Searched electronic database records from January 1, 2006, to September 10, 2018, and professional society websites. The search terms included iterations of "guideline," "counseling," "preconception," "age-related fertility decline," and "reproductive life planning." English-language professional organization guidelines addressing patient counseling on age-specific reproductive health topics were included. Assessed the methodological quality of included guidelines using the AGREE II instrument. Guidelines were categorized as high quality or low quality based on AGREE II scores. Extracted age-specific reproductive health recommendations of high-quality guidelines.

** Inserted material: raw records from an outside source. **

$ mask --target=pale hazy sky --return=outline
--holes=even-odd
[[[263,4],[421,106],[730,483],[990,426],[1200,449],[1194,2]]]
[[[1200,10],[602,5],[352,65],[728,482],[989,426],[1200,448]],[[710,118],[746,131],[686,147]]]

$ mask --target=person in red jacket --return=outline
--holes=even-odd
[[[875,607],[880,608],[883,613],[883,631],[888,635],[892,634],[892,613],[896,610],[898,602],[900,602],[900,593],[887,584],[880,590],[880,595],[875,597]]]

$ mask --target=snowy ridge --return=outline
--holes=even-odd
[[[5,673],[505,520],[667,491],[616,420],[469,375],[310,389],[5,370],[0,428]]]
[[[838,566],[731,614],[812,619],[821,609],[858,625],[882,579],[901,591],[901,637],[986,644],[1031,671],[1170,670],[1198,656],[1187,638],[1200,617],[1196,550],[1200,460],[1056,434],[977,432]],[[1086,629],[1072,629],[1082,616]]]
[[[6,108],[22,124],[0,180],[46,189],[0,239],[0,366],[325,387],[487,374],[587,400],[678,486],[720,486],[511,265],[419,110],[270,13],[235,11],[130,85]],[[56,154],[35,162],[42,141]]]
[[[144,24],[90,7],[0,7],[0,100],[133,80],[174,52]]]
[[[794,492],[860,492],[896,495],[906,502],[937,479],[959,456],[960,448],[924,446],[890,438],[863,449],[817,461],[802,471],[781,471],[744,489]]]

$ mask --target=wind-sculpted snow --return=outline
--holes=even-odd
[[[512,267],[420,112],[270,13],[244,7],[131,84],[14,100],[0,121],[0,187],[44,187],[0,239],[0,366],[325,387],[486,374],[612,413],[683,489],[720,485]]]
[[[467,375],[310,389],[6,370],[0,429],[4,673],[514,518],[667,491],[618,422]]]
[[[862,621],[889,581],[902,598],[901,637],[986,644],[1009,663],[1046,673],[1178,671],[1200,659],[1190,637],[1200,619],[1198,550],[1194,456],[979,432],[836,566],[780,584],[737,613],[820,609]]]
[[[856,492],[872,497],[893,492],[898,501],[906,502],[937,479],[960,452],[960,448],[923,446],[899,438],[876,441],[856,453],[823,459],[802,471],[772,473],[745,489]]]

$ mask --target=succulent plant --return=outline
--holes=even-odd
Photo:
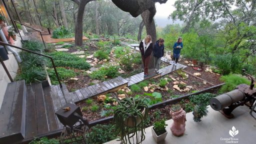
[[[172,106],[171,109],[173,112],[177,112],[182,109],[182,106],[178,104],[174,104]]]

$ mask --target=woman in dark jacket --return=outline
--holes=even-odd
[[[146,77],[148,74],[148,63],[150,63],[150,57],[153,49],[153,44],[151,40],[151,36],[148,35],[145,39],[140,42],[138,46],[144,64],[144,77]]]
[[[153,47],[153,56],[154,59],[154,70],[156,74],[159,73],[159,68],[160,68],[160,63],[161,62],[161,58],[164,54],[164,40],[160,38],[156,41]]]
[[[178,62],[178,58],[180,56],[180,50],[183,48],[183,44],[182,43],[182,38],[180,37],[178,38],[177,42],[175,42],[174,45],[174,59],[175,64],[174,66],[176,66],[176,64]]]

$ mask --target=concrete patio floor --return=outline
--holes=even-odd
[[[168,134],[165,140],[158,144],[256,144],[256,120],[249,114],[248,107],[237,108],[232,112],[234,117],[232,119],[226,118],[220,112],[213,110],[210,106],[208,107],[208,116],[202,118],[199,122],[194,121],[192,112],[186,114],[185,134],[180,137],[172,134],[170,128],[172,120],[167,120]],[[233,126],[238,130],[238,134],[234,138],[229,134]],[[152,136],[151,127],[146,128],[146,138],[142,144],[157,144]],[[225,139],[230,138],[233,140]],[[120,144],[120,141],[116,140],[106,144]]]

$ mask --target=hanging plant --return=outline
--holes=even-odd
[[[125,98],[118,101],[114,110],[114,122],[116,131],[120,134],[120,140],[123,144],[140,144],[145,139],[145,120],[148,116],[148,106],[141,99]],[[132,143],[130,138],[133,138]],[[136,140],[136,142],[134,142]]]

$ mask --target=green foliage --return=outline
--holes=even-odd
[[[90,64],[86,62],[85,58],[80,58],[70,53],[60,52],[47,54],[52,57],[56,66],[70,67],[84,70],[90,68]],[[50,60],[48,66],[52,66]]]
[[[71,78],[74,78],[76,76],[76,74],[74,72],[74,70],[71,69],[68,70],[64,68],[56,68],[56,69],[57,70],[60,79],[62,81]],[[48,69],[47,72],[48,72],[48,75],[50,78],[52,84],[59,84],[54,69]]]
[[[153,93],[144,93],[144,96],[149,96],[150,98],[145,98],[144,102],[148,106],[151,106],[162,102],[162,94],[161,93],[154,92]],[[137,97],[138,98],[138,97]]]
[[[100,108],[100,106],[98,106],[96,104],[94,104],[94,105],[92,106],[92,107],[90,107],[90,110],[92,110],[92,112],[97,112],[99,108]]]
[[[159,120],[161,118],[162,114],[162,113],[161,112],[161,110],[158,109],[154,113],[154,118],[156,120]]]
[[[198,95],[193,95],[190,96],[191,102],[194,104],[200,103],[210,104],[210,100],[211,98],[216,96],[216,94],[211,93],[204,93]]]
[[[22,69],[22,72],[18,74],[15,78],[16,80],[25,80],[26,84],[30,84],[39,82],[46,79],[46,74],[42,68],[30,67],[30,68]]]
[[[130,89],[134,92],[140,92],[141,88],[138,85],[134,84],[130,86]]]
[[[158,136],[160,136],[166,132],[166,128],[168,126],[166,124],[166,120],[162,119],[160,121],[156,122],[153,124],[153,129]]]
[[[241,60],[238,56],[232,54],[219,55],[216,56],[214,62],[224,75],[242,72]]]
[[[104,60],[104,59],[108,60],[108,53],[102,50],[98,50],[96,51],[94,54],[95,57],[97,58],[100,60]]]
[[[92,99],[88,99],[86,100],[86,104],[88,105],[90,105],[94,102],[94,100]]]
[[[126,136],[130,134],[136,136],[136,139],[142,142],[145,138],[144,130],[146,126],[146,120],[148,117],[148,108],[144,100],[138,98],[134,99],[131,97],[124,98],[122,101],[118,102],[118,108],[114,110],[114,122],[116,124],[116,132],[120,134],[120,139],[124,144],[128,142],[130,144],[130,138],[125,138]],[[145,114],[143,115],[142,110],[145,110]],[[141,122],[138,123],[136,120],[136,116],[141,120]],[[127,128],[124,120],[129,118],[134,124],[134,127]],[[140,135],[139,137],[138,136]],[[139,139],[140,138],[140,139]],[[137,141],[137,142],[138,142]]]
[[[97,124],[92,128],[92,131],[86,134],[88,144],[101,144],[116,138],[114,125]]]
[[[58,144],[58,140],[55,138],[48,139],[47,137],[42,137],[41,138],[36,138],[31,141],[29,144]]]
[[[167,82],[167,80],[166,80],[163,78],[160,79],[160,82],[159,82],[159,86],[162,88],[164,88],[168,83],[168,82]]]
[[[112,78],[118,76],[118,67],[113,66],[102,67],[98,70],[94,71],[90,75],[90,78],[92,79],[98,79],[102,80],[106,80],[106,76],[108,78]]]
[[[226,92],[232,90],[238,85],[242,84],[250,84],[250,81],[246,78],[239,75],[230,74],[227,76],[222,76],[220,80],[225,82],[225,84],[222,86],[221,92]]]
[[[172,104],[172,105],[170,109],[173,112],[177,112],[182,109],[182,106],[178,104]]]
[[[120,46],[121,44],[121,42],[120,42],[120,40],[113,40],[113,42],[112,42],[112,44],[116,46],[118,46],[118,45]]]
[[[142,81],[142,82],[140,82],[140,83],[138,83],[138,85],[140,88],[142,88],[144,86],[148,86],[148,82],[146,80]]]
[[[185,111],[186,113],[192,112],[194,110],[193,104],[190,102],[185,104]]]
[[[196,122],[202,121],[201,118],[203,116],[206,116],[208,112],[207,110],[207,104],[202,103],[200,103],[194,106],[193,110],[193,115],[194,116],[193,120]]]
[[[52,38],[72,38],[70,36],[70,32],[68,30],[65,28],[64,26],[61,26],[52,30]]]

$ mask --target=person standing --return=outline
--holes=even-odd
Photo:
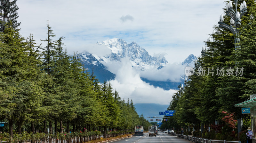
[[[252,128],[250,127],[249,127],[247,130],[248,130],[248,132],[246,133],[247,135],[246,139],[247,139],[247,142],[252,143]]]

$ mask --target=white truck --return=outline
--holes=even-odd
[[[144,134],[143,126],[137,125],[135,126],[134,128],[134,136],[143,136]]]
[[[157,127],[156,126],[152,125],[148,127],[148,136],[156,136],[157,134]]]

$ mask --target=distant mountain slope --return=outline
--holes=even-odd
[[[161,68],[168,63],[164,57],[155,57],[149,55],[148,52],[134,42],[128,44],[123,39],[114,38],[102,42],[98,41],[97,44],[104,45],[112,51],[109,56],[100,57],[100,61],[106,63],[129,57],[132,67],[141,70],[146,70],[151,66],[155,67],[156,69]]]
[[[149,55],[145,49],[134,42],[128,44],[122,39],[115,38],[102,42],[98,42],[97,44],[106,46],[106,48],[111,50],[111,54],[100,57],[94,53],[85,52],[79,54],[79,58],[84,64],[84,67],[87,68],[88,72],[91,73],[93,70],[94,74],[101,83],[104,81],[114,79],[116,77],[116,75],[108,70],[107,67],[104,65],[104,63],[111,61],[118,61],[122,59],[128,57],[133,68],[143,71],[152,68],[156,70],[161,70],[168,63],[164,57],[155,57]],[[194,61],[196,59],[196,56],[191,54],[182,64],[193,67]],[[177,89],[178,85],[180,83],[184,82],[183,80],[185,79],[185,75],[181,75],[181,80],[178,82],[156,81],[142,77],[141,79],[151,85],[168,90],[170,89]]]
[[[145,118],[149,121],[150,119],[147,118],[148,117],[163,117],[163,116],[159,115],[159,112],[165,111],[169,106],[169,105],[161,105],[154,103],[137,103],[135,104],[134,105],[138,114],[140,116],[142,114]]]
[[[84,52],[79,54],[79,57],[84,67],[87,68],[87,71],[91,73],[93,70],[94,74],[100,82],[115,79],[116,75],[106,69],[107,68],[92,54]]]

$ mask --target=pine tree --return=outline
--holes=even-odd
[[[11,2],[9,0],[0,1],[0,32],[3,32],[7,25],[11,25],[12,28],[17,31],[20,30],[18,27],[20,23],[18,22],[17,20],[19,16],[17,11],[19,8],[16,4],[17,1],[17,0]]]
[[[3,93],[8,94],[4,104],[12,105],[6,106],[11,108],[5,109],[7,112],[4,114],[9,120],[9,132],[12,137],[14,122],[17,121],[21,133],[24,121],[32,119],[31,111],[40,108],[42,93],[38,80],[41,75],[37,70],[38,61],[29,56],[27,43],[12,26],[6,27],[0,39],[3,46],[0,50],[0,86]]]

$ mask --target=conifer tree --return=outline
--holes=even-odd
[[[5,114],[9,121],[9,132],[12,135],[13,123],[17,122],[19,133],[25,120],[32,119],[31,111],[40,106],[42,90],[38,84],[40,74],[35,57],[29,56],[29,49],[24,38],[12,26],[6,27],[1,35],[0,50],[1,87],[9,96],[5,104],[13,106],[5,110]],[[10,107],[9,106],[9,107]]]
[[[12,28],[18,31],[20,22],[18,22],[19,17],[17,12],[19,8],[16,4],[17,0],[0,1],[0,32],[4,32],[7,25],[12,25]],[[10,24],[11,23],[12,24]]]

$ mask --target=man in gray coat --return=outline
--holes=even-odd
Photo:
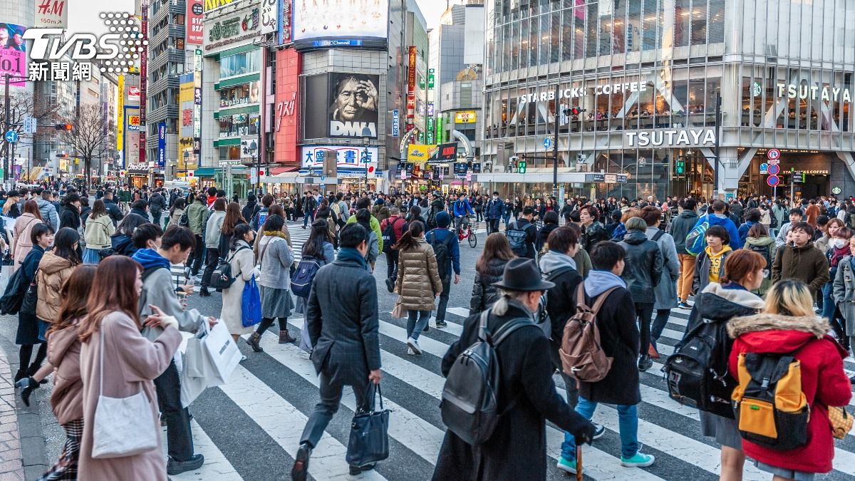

The search identified 2918 records. Nineteen records addressed counseling on age-related fertility decline; only 6 focused only on reproductive aging, with the remaining 13 covering related topics. Eleven met criteria for high quality. All high-quality guidelines had high "rigor of development" scores on AGREE II. Ten high-quality guidelines stated an age at which female fertility declines, ranging from 30 to "late 30s." One recommended a specific age at which patients should be counseled. Five of eleven high-quality guidelines did not discuss the obstetric and perinatal risks of advanced maternal age.
Few high-quality guidelines address counseling on female age-related fertility decline, and existing guidance on reproductive aging counseling is inconsistent and incomplete. Greater rigor of development and incorporation of age-specific counseling recommendations into clinical practice guidelines could lead to improved patient anticipatory guidance and more informed reproductive choices.
识别、评估和评价有关针对女性年龄相关生育力下降进行患者咨询的临床实践指南。
检索2006年1月1日至2018年9月10日的电子数据库记录以及专业协会网站。检索词包括“指南”“咨询”“孕前”“年龄相关生育力下降”和“生殖生活规划”的不同表述。纳入了针对特定年龄生殖健康主题的患者咨询的英文专业组织指南。使用AGREE II工具评估纳入指南的方法学质量。根据AGREE II评分将指南分为高质量或低质量。提取高质量指南中特定年龄的生殖健康建议。
检索共识别出2918条记录。19条记录涉及年龄相关生育力下降的咨询;仅6条仅关注生殖衰老,其余13条涵盖相关主题。11条符合高质量标准。所有高质量指南在AGREE II上的“制定严谨性”得分都很高。10条高质量指南指出了女性生育力下降开始的年龄,范围从30岁到“接近40岁”。一条推荐了应向患者提供咨询的具体年龄。11条高质量指南中有5条未讨论高龄产妇的产科和围产期风险。
很少有高质量指南涉及针对女性年龄相关生育力下降的咨询,而且现有的生殖衰老咨询指南不一致且不完整。提高制定的严谨性并将特定年龄的咨询建议纳入临床实践指南,可能会改善患者的预期指导,并使生殖选择更加明智。